2. Le Visage émerveillé

4 juin.
« J'écris dans le jardin, assise sur la banc à l'ombre, en tenant mon cahier sur mes genoux. Tout l'air est tapissé de petites odeurs. Le velours du gazon et des feuilles duvetées de la giroflée s'évapore dans l'azur. Il y a deux petits sapins dans des pots, qui répandent une odeur vive et grésillante quand le soleil de midi fait bouillir leur résine. Ah ! que l'air est brûlant ! Je crois que je m'assoupis, étouffée par les flocons bleus de la chaleur... »
27 octobre
« On ne pense pas à l'avenir, il arrive. On ne comprend plus rien, et c'est comme si tout l'univers avait été différent de ce qu'il est maintenant. D'abord on se retient pour ne pas devenir fou et puis vient la fatigue, on a une tête et une âme qui s'assoupissent, qui acceptent le malheur doucement. »
9 novembre
« Après deux journées pieuses et paisibles, un singulier délire me gagne.
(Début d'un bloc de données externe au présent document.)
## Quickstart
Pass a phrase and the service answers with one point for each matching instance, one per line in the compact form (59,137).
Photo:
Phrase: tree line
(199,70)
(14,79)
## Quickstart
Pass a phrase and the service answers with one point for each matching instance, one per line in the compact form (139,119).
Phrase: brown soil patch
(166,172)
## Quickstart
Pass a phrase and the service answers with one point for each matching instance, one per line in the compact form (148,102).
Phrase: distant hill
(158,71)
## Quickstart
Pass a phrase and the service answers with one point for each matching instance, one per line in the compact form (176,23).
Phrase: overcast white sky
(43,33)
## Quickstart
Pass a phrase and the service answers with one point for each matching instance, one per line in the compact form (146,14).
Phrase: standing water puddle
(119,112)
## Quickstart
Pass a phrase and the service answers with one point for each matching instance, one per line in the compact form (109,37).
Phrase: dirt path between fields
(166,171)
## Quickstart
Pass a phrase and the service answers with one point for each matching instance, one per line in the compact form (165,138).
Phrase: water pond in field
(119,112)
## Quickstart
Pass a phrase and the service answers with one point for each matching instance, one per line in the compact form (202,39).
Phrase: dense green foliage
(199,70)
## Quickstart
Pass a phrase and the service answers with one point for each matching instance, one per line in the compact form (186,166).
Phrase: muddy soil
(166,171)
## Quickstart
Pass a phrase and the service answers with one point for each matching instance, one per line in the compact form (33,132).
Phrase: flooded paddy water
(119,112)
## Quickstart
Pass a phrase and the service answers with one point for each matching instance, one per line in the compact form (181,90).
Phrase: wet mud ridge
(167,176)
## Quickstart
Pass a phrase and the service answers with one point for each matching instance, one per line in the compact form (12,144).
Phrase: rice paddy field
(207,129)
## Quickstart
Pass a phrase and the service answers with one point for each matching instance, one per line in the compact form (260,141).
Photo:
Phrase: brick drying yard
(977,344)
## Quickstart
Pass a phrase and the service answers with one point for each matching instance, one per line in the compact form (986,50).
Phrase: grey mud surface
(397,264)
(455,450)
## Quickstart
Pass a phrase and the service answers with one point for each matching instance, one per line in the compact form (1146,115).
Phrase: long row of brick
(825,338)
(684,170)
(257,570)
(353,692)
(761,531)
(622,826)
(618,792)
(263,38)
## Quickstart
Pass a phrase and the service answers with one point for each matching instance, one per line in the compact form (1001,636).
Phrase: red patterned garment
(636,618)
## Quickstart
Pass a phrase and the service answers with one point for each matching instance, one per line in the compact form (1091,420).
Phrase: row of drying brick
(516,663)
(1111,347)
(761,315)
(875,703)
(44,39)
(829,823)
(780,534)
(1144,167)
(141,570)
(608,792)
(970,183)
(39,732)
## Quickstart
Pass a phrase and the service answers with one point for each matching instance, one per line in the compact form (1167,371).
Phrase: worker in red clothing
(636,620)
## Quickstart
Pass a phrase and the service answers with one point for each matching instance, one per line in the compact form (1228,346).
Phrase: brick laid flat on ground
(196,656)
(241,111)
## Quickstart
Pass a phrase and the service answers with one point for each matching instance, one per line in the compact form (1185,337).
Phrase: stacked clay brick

Je ne vois plus rien autour de moi, et dans ces ténèbres une lumière unique m'aveugle, plus coupante qu'une épée d'or. Je m'enferme avec vous et je meurs, rayon incomparable, qui êtes le souvenir et le désir, - qui êtes la connaissance – la connaissance du bien et du mal et leur goût confondu. [...]
Désir, ô poésie aimable et sauvage, plus âcre que le buisson et le renard, et pourtant affinée comme l'extrême parfum de la gomme d'Arabie ! »


3. La Domination

« Le soir, vers sept heures, il arriva à Venise. Antoine Arnault n'avait point pensé qu'un tel choc l'amollirait quand, au sortir de la gare, il demeura immobile, étourdi, arrêté comme d'une flèche qui, lui perçant le coeur, le clouait sur l'air doux de Venise.
Miracle, enchantante douleur, elle venait vers lui comme une figure, comme un destin, comme un amour qu'on ne peur plus éviter ! Ville plus basse que les autres où l'on descend à jamais. Perle mourante ajoutée aux continents, elle est toute seule, et son air enfermé ne s'égare point ailleurs. » p. 103
" A peine au centre de ma vie, j'en vois déjà le néant, et j'en prévois le déclin. […] L'univers est pour moi différent de ce qu'il apparaît aux autres hommes : les plus hautes montagnes me sont des collines que mon esprit franchit aisément; les villes des villages, et l'espace un étroit jardin. Par moment, ayant dépassé toutes les formes et tous les contours, je contemple le royaume immense et blanc de la folie... […]
Je le sens, chaque jour je m'enfonce davantage dans ce désert royal où les autres ne me sont plus rien. Et que puis-je sur moi-même ? En vain essaierai-je d'arrêter en moi un mouvement qui me nuit, me détruit en même temps qu'il augmente. » p. 194-95.